At approximately four in the afternoon on a warm Sunday, July 5, 73-year-old Travis Jefferson parked at a Walgreens. For the first time in over 40 years living in the CD, a mole was tearing up his yard, so he was on the hunt for castor oil to flush it out. 

Travis, a Marine veteran, lives with his disabled adult son Dennis who likes to ride around in the back seat of his car with their two Yorkies, Chuckie and Solomon. Solomon rides on Dennis’s lap so he can look out the window. They all enjoy their car rides together, especially on sunny days.  

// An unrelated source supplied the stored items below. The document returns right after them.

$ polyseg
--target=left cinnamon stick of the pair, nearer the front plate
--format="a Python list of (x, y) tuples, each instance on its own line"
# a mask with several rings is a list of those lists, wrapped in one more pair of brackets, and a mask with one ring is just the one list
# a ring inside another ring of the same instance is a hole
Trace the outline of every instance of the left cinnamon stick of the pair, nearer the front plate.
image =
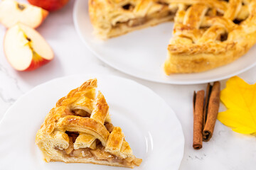
[(193, 148), (201, 149), (203, 146), (203, 90), (194, 91), (193, 95)]

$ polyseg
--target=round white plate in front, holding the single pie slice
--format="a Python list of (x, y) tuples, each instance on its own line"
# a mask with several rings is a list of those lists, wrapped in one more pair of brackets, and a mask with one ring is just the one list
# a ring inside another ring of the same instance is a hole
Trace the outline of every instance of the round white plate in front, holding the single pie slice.
[(107, 75), (54, 79), (18, 99), (0, 123), (0, 169), (125, 169), (95, 164), (43, 162), (35, 145), (36, 132), (59, 98), (83, 81), (97, 78), (114, 125), (122, 128), (134, 154), (143, 159), (135, 169), (177, 170), (183, 157), (181, 124), (166, 102), (146, 86)]

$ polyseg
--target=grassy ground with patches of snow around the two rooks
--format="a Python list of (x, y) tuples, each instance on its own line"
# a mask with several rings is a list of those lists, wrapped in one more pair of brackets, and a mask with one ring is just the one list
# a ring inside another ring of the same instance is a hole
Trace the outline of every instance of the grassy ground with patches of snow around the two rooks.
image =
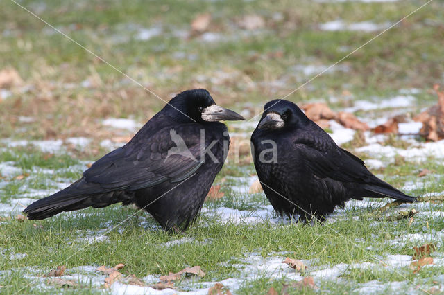
[[(425, 142), (411, 120), (436, 103), (434, 84), (444, 84), (443, 1), (393, 28), (427, 1), (18, 2), (96, 56), (14, 1), (3, 2), (0, 71), (18, 76), (0, 87), (1, 293), (206, 294), (218, 282), (235, 294), (271, 287), (444, 292), (444, 141)], [(205, 202), (186, 233), (164, 233), (147, 213), (120, 205), (17, 219), (33, 200), (65, 188), (128, 141), (162, 100), (194, 87), (248, 120), (228, 124), (232, 154), (215, 181), (224, 195)], [(313, 226), (277, 217), (262, 192), (250, 193), (256, 176), (248, 139), (264, 103), (295, 89), (288, 100), (326, 102), (370, 127), (407, 114), (399, 134), (335, 122), (326, 130), (377, 176), (438, 201), (393, 206), (385, 215), (379, 208), (388, 199), (353, 201)], [(418, 177), (425, 168), (430, 173)], [(413, 208), (413, 219), (391, 218)], [(426, 243), (436, 246), (433, 265), (413, 272), (413, 247)], [(287, 267), (286, 257), (307, 268)], [(123, 280), (105, 289), (97, 267), (119, 263)], [(59, 265), (67, 267), (61, 278), (76, 286), (44, 277)], [(160, 276), (194, 265), (206, 275), (184, 277), (175, 290), (151, 288)], [(132, 274), (144, 286), (128, 283)], [(308, 277), (314, 287), (293, 284)]]

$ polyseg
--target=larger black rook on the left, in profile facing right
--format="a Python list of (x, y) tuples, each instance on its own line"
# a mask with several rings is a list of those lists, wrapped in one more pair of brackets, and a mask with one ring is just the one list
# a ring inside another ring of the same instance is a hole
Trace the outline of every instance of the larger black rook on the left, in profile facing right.
[(41, 220), (62, 211), (134, 203), (166, 231), (187, 229), (228, 154), (228, 129), (219, 120), (244, 118), (216, 105), (205, 89), (183, 91), (126, 145), (24, 213), (28, 219)]

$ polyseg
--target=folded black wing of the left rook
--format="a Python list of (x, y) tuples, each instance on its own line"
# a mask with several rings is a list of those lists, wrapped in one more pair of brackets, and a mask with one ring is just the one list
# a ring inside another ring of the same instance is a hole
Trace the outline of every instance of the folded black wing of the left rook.
[[(171, 129), (183, 139), (189, 153), (169, 154), (169, 150), (178, 147), (173, 141), (177, 138), (171, 138)], [(202, 165), (200, 129), (200, 125), (190, 123), (164, 127), (148, 138), (136, 136), (127, 145), (96, 161), (83, 176), (104, 190), (137, 190), (167, 180), (182, 181)]]

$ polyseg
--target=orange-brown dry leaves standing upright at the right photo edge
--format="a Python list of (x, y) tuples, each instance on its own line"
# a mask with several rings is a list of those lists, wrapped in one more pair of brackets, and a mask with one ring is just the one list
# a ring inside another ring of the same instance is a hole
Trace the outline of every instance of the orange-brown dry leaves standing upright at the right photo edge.
[(413, 118), (422, 123), (420, 135), (429, 141), (438, 141), (444, 138), (444, 91), (439, 91), (439, 85), (434, 85), (438, 95), (438, 104), (429, 107)]

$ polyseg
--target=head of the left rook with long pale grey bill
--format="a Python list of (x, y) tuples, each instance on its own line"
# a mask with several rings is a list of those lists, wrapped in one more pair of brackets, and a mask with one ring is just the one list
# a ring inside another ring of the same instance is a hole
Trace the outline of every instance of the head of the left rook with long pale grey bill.
[(176, 118), (198, 123), (218, 122), (220, 120), (245, 120), (236, 112), (219, 107), (205, 89), (192, 89), (179, 93), (166, 106), (175, 113)]

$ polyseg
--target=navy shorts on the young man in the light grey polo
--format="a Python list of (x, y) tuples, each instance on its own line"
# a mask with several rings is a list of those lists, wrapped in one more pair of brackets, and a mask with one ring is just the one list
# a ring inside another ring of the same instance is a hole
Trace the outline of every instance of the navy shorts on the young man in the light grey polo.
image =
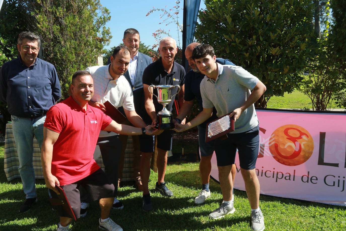
[(231, 165), (238, 149), (240, 168), (251, 170), (256, 167), (260, 146), (259, 126), (247, 132), (229, 133), (227, 139), (216, 139), (215, 154), (218, 166)]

The Walgreens at the bustling historic — and all kinds of gentrified — Central District intersection of South Jackson Street and 23rd Avenue shares a parking lot with East African Imports, an AutoZone, a Magic Dragon Chinese restaurant, a T-Mobile store, and a Starbucks. Travis left Dennis and the dogs in the car while he shopped. He intended to be in and out. He left the windows down a little more than usual for ventilation due to the heat and locked the doors. It took a few minutes for staff to direct Travis to the castor oil, but not long. 

When Travis returned about ten minutes later, he unlocked the doors and got back into his SUV to find Dennis and Chuckie, but Solomon had vanished.